Dienstag, 26. Dezember 2006

Ironie und Bayern

ForenscreenshotAmokläufe und ihre Ursachen sind Themen, die hin und wieder in Deutschland für einige kontroverse Diskussionen sorgen. Seitens der "Fachleute" wird dabei zwar immer nur über "Killerspiele" diskutiert, aber wie wir alle jetzt wissen: Wer am Computer spielt, ist ein potentieller Killer. Überhaupt keinen Spass versteht man (nicht nur) in diesem Zusammenhang im Lederhosenländle von König Edmund, wie ein 29jähriger Programmierer aus München vor einigen Tagen erfuhr.

In einem Forum kritisierte der Programmierer den konstruierten Zusammenhang zwischen Computerspielen und "echter" Gewalt und schrieb sich seinen Frust ob der etwas kurzsichtigen und einseitigen Ansicht der Politiker von der Seele. Sein Statement unterzeichnete er nicht nur mit vollem Vor- und Nachnamen, sondern auch dem Zusatze "der nächste Amokläufer aus München".

Am 18.12. ging bei der Polizei in München eine anonyme(!) Anzeige ein, die von einem angedrohten Amoklauf sprach und auf diesen Forumsbeitrag hinwies. Die Polizei aus Bayern nahm die Sache ernst und leitete nach eigenen Angaben "umfangreiche Ermittlungen" ein - was wohl bedeutet, dass irgendjemand im Telefonbuch nachgesehen hat, wo der Programmierer wohnt. Mit dieser Information und dem in Rede stehenden Forenbeitrag ging die Polizei München dann zur lokalen Staatsanwaltschaft. Die wiederum sah es als erwiesen an, dass hier eine Störung des öffentlichen Friedens gegeben war und erließ deshalb einen Durchsuchungs- und und Beschlagnahmebeschluß (das ist das, was die meisten aus dem Unterschichtenbildungsfernsehen als "Durchsuchngsbefehl" kennen)

Damit wiederum rückte die Münchener Polizei bei dem Schreiber an, nahm ihn fest und stellte die Bude auf den Kopf.
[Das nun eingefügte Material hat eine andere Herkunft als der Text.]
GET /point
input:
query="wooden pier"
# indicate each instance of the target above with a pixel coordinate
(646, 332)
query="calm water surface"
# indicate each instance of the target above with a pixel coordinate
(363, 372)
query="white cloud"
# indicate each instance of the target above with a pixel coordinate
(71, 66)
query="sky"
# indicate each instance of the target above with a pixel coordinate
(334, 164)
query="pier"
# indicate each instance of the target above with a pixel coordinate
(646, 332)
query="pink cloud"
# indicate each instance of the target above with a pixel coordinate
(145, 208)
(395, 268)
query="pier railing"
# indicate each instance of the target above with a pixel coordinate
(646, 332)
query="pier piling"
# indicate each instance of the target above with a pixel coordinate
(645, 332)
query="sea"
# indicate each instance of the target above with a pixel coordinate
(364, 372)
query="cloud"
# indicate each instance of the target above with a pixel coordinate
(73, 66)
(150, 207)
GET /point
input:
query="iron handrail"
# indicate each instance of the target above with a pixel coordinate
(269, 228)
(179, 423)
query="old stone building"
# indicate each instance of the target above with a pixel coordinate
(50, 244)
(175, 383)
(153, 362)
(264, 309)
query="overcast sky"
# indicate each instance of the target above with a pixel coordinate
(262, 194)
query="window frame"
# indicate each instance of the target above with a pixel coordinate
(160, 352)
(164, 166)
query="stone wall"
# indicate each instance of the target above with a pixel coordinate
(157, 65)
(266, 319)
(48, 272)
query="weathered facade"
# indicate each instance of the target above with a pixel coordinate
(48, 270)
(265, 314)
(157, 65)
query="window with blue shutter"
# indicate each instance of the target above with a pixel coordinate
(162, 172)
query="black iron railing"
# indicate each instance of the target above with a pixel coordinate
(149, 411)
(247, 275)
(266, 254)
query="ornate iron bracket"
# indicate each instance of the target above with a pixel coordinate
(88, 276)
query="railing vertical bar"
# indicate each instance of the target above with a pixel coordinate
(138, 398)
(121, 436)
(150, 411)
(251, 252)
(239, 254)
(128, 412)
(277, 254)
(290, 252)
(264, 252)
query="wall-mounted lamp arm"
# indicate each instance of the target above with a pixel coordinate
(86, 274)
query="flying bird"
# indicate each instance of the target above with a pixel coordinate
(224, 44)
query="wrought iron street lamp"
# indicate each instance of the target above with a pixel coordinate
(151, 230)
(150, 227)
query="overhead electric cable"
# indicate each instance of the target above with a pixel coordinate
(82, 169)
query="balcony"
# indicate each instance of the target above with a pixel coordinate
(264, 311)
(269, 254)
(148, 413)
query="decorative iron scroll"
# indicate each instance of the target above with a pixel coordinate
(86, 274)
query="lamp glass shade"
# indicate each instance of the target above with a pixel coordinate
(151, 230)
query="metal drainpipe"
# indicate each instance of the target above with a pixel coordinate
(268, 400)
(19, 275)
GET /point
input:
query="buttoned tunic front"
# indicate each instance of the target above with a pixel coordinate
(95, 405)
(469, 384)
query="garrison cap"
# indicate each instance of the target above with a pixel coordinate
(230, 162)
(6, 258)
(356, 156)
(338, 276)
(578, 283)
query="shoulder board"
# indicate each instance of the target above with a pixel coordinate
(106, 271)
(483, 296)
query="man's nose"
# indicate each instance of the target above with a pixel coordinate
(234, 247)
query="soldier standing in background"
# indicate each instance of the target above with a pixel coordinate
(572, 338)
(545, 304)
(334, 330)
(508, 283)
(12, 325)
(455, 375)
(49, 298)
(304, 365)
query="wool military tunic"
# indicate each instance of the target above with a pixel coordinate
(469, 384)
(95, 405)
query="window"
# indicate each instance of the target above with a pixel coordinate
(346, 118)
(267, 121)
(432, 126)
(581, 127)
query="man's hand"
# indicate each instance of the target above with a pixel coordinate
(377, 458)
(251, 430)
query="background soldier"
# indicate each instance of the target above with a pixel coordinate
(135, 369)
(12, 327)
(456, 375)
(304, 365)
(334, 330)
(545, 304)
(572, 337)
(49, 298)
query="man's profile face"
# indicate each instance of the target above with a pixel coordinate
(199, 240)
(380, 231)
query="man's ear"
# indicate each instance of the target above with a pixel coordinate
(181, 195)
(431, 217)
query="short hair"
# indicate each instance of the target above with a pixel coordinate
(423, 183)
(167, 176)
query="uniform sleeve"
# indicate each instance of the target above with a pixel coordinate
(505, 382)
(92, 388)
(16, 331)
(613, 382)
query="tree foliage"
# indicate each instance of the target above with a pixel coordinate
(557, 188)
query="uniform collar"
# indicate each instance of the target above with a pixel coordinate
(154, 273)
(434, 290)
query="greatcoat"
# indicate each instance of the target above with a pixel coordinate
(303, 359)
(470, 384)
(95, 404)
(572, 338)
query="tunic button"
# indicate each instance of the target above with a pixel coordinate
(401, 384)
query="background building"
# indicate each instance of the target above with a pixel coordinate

Vier Computer des Programmierers wurden beschlagnahmt - Waffen oder Sprengstoff wurden nicht gefunden. Immerhin: Der Autor wurde wegen "Störung des öffentlichen Friedens" angezeigt und kann für dieses Vergehen bis zu drei Jahre in den Knast wandern. Die Kosten des Einsatzes wird er unabhängig davon wohl auch tragen müssen.

Zwar hat sogar die Polizei aus München inzwischen begriffen, dass keine Androhung eines Amoklaufes gegeben war, dass es weder Pläne noch irgendeine Absicht dafür gab, aber das hindert die Polizei in Bayern nicht daran klar zu machen, dass sich die Bevölkerung in Bayern nach Ansicht ihrer Polizei durch Ironie und freie Meinungsäußerung massiv und nachhaltig gestört fühlt.

Ich fühle mich durch Bayern gestört, darf man die jetzt auch alle verhaften?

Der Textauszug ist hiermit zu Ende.